The plea said that once a lawmaker loses his office by operation of law, he can’t be reinstated as an MP until he is acquitted of the charges. “One more question for kind consideration of this Hon’ble Court is as to whether the notification regarding loss of membership of a convicted legislator will be notified by chairman/speaker of the House concerned or it is the domain of the Election Commission of India,” the plea further stated.
The Lok Sabha membership of Gandhi was restored in August, days after the Supreme Court stayed his conviction by a Gujarat court in a defamation case. Gandhi was accorded a warm welcome by Congress and other opposition MPs on his arrival in Parliament.
Rahul Gandhi, whose father, grandmother and great-grandfather were prime ministers, was convicted in March in a case brought by a BJP lawmaker over 2019 comments deemed insulting to Modi and others with the same name, including the lawmaker.

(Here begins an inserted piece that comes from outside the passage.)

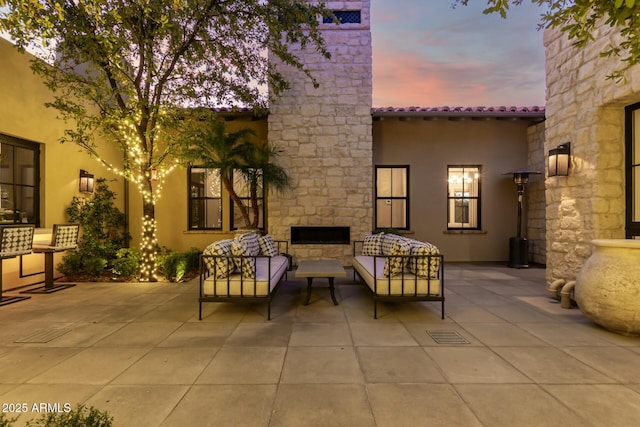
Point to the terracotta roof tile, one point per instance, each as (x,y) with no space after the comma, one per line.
(481,111)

Upon his conviction, Gandhi, 53, lost his parliamentary seat and was jailed for two years but granted bail. The Supreme Court recently suspended the conviction, allowing the senior Congress to return to Parliament and contest next year’s elections.
“I have returned to Parliament after paying my respects to Bapu,” Gandhi later posted on Facebook, referring to Mahatma Gandhi as father.
Lawmakers from Congress and other opposition parties gathered outside Parliament’s entrance to cheer Gandhi and their new alliance called INDIA, or the Indian National Developmental Inclusive Alliance.
The alliance is making plans to run against the BJP in national elections due by May 2024.
Congress president Mallikarjun Kharge said the decision to reinstate Gandhi “brings relief to the people of India, and especially to Wayanad”, his constituency in the southern state of Kerala.